Countryside group urges ministers to act over 'scandal' of blocked conversions

A body representing landowners and businesses in rural areas has called on ministers to act to address the 'scandal' of local authorities blocking applications made under recently relaxed planning rules to convert farm buildings to homes.

Barn conversion: CLA says local authorities are flouting rules (picture: Muellar, via Flickr)
Barn conversion: CLA says local authorities are flouting rules (picture: Muellar, via Flickr)

A new permitted development right allowing agricultural landowners convert existing buildings into dwellings without planning permission came into force in April.

But figures recently published the Department for Communities and Local Government (DCLG) revealed that 52 per cent of 162 agricultural-to-residential prior approval decisions in the second quarter of this year were refusals, a far higher proportion than applications made under other recent permitted development right changes.

In a statement issued today, Country Land and Business Association (CLA) president Henry Robinson said: "The introduction of class MB permitted development rights was a hard fought battle for the CLA and the government. The fact that local authorities are blatantly refusing to follow legislation is a scandal.

"If the government is serious about getting more underused agricultural buildings back into use and helping with our chronic housing shortage, then the planning minister must act to ensure local authorities take a genuinely constructive approach to permitted development."

Under the permitted development rules, developers must notify their local planning authority to determine whether prior approval will be required in relation to the scheme's transport, highways and noise impacts, the site's risk of contamination or flooding, and whether the location of the building "makes it otherwise impractical or undesirable" to change the use.

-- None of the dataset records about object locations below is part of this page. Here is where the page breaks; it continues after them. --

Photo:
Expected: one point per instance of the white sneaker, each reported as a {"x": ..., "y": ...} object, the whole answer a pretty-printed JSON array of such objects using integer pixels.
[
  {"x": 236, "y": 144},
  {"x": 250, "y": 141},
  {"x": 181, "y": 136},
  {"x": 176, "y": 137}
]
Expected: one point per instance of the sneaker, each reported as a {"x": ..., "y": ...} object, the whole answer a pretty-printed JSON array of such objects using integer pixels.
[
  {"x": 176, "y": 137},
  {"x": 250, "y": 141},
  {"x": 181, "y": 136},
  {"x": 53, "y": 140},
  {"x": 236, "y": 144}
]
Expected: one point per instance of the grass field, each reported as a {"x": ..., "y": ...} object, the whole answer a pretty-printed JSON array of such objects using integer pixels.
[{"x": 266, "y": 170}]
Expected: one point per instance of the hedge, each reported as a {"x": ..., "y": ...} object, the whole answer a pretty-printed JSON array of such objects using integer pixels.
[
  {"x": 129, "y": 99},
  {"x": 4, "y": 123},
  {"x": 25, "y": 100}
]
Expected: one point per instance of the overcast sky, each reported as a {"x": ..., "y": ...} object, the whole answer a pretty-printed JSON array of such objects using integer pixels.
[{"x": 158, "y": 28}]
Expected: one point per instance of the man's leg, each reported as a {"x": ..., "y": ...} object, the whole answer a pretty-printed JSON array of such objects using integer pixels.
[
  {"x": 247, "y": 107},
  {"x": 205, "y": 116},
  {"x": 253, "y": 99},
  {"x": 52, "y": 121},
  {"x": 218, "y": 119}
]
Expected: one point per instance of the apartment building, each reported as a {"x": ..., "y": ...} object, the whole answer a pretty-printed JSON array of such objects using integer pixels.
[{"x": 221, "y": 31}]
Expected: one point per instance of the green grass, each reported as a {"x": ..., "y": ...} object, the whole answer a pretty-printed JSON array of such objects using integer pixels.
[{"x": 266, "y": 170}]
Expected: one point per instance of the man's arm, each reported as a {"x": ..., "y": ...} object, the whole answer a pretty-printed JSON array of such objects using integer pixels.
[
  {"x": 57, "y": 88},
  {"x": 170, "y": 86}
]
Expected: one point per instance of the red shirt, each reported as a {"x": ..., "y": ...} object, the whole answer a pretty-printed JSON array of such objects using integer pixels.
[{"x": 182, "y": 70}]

In October, DCLG chief planner Steve Quartermain told the British Institute of Agricultural Consultants' conference that some authorities had been "tempted" to consider other matters when deciding prior approval applications.

He told delegates: "Prior approval is not planning approval light - it's permitted development. Local authorities can't bring in matters that aren't conditions."

Housing minister Brandon Lewis said: "The government’s permitted development changes are providing much needed homes right across the country. By bringing empty and redundant buildings back into productive use, councils can unlock the potential of local brownfield sites while protecting their local countryside at no cost to the taxpayer.

"We will keep the operation of the permitted development right under review and will consider whether additional planning guidance would be helpful."

NOTE: This story was amended after publication to include a comment from DCLG, which had been contacted prior to publication.